Jetzt erst bemerkt er das zu oberst aufliegende bejahrte Exemplar des GEO: das vertraute helle Grün, dieses beliebte Magazin, das er, als seine Kinder noch schulpflichtig waren, jahrelang zur Belehrung und als zusätzliches Lese- und Lernvergnügen für die ganze Familie abonniert hatte. Rolf stellt das Bündel hin, bückt sich, und das sieht wieder so aus, als wollte er Abschied nehmen.

Das Titelblatt zeigt eine ägyptische Skulptur.
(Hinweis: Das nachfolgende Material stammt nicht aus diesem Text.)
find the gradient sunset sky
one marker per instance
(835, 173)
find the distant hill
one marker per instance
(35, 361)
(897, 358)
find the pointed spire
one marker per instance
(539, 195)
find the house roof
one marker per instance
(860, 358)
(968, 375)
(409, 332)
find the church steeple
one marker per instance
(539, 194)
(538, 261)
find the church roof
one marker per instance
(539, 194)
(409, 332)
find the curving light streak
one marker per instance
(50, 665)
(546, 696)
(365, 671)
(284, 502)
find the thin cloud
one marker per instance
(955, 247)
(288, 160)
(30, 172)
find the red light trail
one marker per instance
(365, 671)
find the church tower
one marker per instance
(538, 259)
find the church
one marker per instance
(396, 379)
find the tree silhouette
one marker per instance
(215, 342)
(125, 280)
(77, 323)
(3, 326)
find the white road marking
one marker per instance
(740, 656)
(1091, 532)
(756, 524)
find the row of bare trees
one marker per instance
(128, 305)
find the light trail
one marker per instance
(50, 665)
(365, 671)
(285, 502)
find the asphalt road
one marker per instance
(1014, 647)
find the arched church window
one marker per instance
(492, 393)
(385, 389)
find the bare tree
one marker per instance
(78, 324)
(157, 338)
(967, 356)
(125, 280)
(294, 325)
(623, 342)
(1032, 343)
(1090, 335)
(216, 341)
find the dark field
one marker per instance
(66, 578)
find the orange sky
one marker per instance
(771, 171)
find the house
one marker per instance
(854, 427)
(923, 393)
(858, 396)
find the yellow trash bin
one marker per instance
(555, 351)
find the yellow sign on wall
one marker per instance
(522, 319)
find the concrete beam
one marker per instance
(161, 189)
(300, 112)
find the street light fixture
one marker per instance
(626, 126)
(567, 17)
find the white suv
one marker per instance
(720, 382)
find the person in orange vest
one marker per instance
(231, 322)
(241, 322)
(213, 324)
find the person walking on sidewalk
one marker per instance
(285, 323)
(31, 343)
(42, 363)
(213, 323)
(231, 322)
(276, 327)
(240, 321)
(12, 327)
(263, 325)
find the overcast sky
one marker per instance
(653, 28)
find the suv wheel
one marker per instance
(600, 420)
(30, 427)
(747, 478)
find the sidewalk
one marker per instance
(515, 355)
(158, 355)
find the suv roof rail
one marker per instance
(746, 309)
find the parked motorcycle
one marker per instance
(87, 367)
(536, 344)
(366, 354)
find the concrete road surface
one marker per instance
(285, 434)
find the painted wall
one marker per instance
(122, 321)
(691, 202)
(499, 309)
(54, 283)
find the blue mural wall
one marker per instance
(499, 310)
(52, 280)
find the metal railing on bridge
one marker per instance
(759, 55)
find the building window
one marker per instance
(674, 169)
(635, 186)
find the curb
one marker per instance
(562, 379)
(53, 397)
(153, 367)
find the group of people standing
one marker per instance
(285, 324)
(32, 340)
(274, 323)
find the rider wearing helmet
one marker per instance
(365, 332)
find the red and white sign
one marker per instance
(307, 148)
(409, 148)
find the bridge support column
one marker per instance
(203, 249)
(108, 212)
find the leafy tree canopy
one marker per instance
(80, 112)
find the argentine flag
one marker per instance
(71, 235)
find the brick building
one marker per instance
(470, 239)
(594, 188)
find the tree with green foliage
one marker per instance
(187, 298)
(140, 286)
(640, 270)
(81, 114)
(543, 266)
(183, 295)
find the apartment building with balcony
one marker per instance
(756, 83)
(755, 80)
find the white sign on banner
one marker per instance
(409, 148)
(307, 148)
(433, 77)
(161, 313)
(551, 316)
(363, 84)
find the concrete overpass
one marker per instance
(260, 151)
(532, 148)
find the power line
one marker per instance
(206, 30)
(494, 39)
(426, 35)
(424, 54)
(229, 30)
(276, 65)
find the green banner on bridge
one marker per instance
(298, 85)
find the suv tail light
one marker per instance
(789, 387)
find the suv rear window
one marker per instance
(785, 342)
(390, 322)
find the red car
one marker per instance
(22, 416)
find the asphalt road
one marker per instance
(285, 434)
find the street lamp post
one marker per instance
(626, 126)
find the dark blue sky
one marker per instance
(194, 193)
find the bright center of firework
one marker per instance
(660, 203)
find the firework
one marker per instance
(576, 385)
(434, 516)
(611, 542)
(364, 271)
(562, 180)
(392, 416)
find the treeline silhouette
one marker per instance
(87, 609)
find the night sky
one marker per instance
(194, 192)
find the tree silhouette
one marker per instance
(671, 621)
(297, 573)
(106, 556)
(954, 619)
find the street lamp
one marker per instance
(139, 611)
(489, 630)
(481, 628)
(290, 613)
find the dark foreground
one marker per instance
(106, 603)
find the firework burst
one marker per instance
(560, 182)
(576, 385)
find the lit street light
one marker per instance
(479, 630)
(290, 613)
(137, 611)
Er erinnert sich sogleich an den Kopf der Nofretete, das Original ausgestellt in einem berühmten Berliner Museum, enormer Anziehungspunkt dort wie andernorts die Mona Lisa, die Nachtwache. Wilhelm Tell zu Altdorf leider nicht.

Rolf liest neben dem Abbild des Kopfes den Titel in fettem Schwarz: „Der geheimnisvolle Pharao: Tutanchamun.“ Und er erinnert sich mit Hilfe seines GROSSEN BROCKHAUS, 1977, der immer noch in der Mitte seiner Bücherwand steht, dass der ägyptische König der 18. Dynastie (etwa 1347 bis 1339 v. Chr.) bereits mit achtzehn sein Leben erfüllt hat.

Rolf hat seinen achtzigsten bereits im letzten Jahr hinter sich gebracht und mit Klara, seiner Frau, und allen seinen direkten Nachkommen und deren Angehörigen ein ganzes Wochenende lang im nahen Ausland gefeiert. Nicht laut und ausgelassen, aber ausgiebig, das Ende bedenkend. Dabei wurden keine Bücher verschenkt wie in früheren Jahren, auch keine Theaterbilletts, keine Engadiner Torten noch andere Süssigkeiten, Nougat aus Montélimar zum Beispiel. Das bemerkten seine Söhne ohne jeden Vorwurf, aber doch leicht verwundert. Man beschenkte sich schlicht damit, friedlich einige Stunden beieinander zu verbringen, und dies während dreier Tage. Gereizt hat es ihn freilich schon an jenem gemütlichen Wochenende, einige seiner Bücher loszuwerden und dabei zu erfahren, wer sich für welches seiner Bücher interessieren würde.

Seit Jahren schon trägt Rolf regelmässig die fest verschnürten Papierpakete aus Zeitungen, Zeitschriften, Briefumschlägen und farbigen Papierhüllen von dunklen Schokoladen hinunter ins häusliche Zwischenlager, jedoch noch nie eines seiner während Jahrzehnten angeschafften Bücher. Ein seit seiner Pensionierung schon längst selbstverständlich gewordenes Entsorgungsritual. Neue sollten bald hinzukommen.

Vor einigen Wochen hat er nämlich zur Überraschung und Freude seiner Frau begonnen, seine geliebte, wunderbare Bücherwelt mit anderen Augen anzuschauen.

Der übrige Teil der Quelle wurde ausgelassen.